Vor dieser Krise vermochte ich das Selbst nicht klar wahrzunehmen, und ich fühlte mich nicht bewusst vom Selbst angezogen.“
Nach dieser tiefen Erfahrung beschloss er, sich an den heiligen Berg Arunachala zurückzuziehen, wo er über fünf Jahrzehnte - also den Rest seines Lebens - in Stille lebte.
Menschen waren so fasziniert von ihm, dass sie von weit her kamen, um bei ihm zu sitzen.
Viele sagten später, dass alleine seine Gegenwart sie in eine tiefe, innere Ruhe führte.
Selbst-Erforschung
Er nannte seine Praxis “Selbst-Erforschung” (Atma Vichara).
Sie besteht aus einer einfachen, aber radikalen Frage:
“Wer bin ich?”
Diese Frage ist kein Rätsel, das man mit dem Verstand lösen kann.

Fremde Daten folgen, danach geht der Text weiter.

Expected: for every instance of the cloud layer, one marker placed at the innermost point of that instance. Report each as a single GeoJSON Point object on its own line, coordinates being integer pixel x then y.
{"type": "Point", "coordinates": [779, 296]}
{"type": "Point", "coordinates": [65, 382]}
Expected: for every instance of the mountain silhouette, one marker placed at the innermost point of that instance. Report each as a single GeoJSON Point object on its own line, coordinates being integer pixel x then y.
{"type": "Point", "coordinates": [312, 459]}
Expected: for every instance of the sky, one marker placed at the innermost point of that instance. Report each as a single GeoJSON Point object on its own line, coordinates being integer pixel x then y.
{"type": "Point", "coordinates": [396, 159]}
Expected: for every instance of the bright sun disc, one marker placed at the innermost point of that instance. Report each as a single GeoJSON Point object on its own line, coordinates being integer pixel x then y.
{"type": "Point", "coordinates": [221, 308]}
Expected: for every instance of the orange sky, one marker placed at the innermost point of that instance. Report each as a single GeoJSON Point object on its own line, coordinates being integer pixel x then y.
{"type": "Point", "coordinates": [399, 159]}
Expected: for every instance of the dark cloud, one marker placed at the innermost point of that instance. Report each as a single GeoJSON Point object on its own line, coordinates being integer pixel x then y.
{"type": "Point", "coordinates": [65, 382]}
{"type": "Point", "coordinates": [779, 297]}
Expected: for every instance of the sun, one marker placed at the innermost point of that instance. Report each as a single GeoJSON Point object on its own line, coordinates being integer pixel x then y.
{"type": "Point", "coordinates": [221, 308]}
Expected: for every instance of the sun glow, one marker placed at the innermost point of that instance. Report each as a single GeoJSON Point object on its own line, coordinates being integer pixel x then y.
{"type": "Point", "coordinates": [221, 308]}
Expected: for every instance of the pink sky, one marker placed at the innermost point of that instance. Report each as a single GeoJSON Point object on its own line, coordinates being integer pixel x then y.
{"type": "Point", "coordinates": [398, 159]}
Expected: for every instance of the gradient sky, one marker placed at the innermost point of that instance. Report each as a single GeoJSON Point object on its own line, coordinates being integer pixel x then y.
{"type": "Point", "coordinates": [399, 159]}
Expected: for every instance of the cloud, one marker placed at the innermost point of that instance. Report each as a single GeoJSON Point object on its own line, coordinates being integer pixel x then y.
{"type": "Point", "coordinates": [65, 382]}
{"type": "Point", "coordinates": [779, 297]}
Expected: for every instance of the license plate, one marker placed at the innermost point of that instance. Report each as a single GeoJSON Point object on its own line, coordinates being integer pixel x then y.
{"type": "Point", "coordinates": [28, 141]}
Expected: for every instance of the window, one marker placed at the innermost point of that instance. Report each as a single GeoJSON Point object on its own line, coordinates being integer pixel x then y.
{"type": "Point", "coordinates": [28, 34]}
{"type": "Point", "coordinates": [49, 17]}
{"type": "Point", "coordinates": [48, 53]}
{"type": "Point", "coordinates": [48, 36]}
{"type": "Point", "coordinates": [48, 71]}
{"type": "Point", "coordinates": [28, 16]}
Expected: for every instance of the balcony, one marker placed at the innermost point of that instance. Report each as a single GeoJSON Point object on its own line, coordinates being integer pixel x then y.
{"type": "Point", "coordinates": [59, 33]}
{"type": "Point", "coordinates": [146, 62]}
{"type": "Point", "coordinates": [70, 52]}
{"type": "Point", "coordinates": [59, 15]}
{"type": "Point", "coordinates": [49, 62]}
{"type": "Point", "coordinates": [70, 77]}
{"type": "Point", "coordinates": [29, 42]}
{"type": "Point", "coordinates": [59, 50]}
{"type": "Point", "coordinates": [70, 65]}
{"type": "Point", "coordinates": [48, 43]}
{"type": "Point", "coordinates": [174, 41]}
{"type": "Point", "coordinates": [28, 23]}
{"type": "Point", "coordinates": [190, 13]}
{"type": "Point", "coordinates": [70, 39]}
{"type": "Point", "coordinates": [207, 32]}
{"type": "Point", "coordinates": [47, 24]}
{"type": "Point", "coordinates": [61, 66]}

Sie ist vielmehr ein torloses Tor.
Es öffnet sich, vielleicht, für einen Spalt,
wenn man aufhört, Antworten zu suchen.
Es öffnet sich, wenn du es schaffst, ganz bei der Frage zu bleiben.
Wenn du das Denken loslässt, und nur noch das übrig bleibt, was immer da ist:
reines Sein.
Und genau das hat Ramana Maharshi verkörpert.
Ich habe das Gefühl, du kannst dieses “reine Sein” spüren,
wenn du ihm auf dem Foto in seine Augen blickst.
Über Zeit und Raum hinweg.
Was mich an Ramana berührt, ist seine kompromisslose Einfachheit.
Er predigt nichts.
Er belehrt niemanden.
Er ist einfach nur da.
Wahrhaftig.
Ohne Worte.
Reines Sein.
In der Zen-Tradition gibt es ja denselben Impuls:
Wir schweigen, und lassen die Stille sprechen.
Ramana verkörperte dieses Schweigen.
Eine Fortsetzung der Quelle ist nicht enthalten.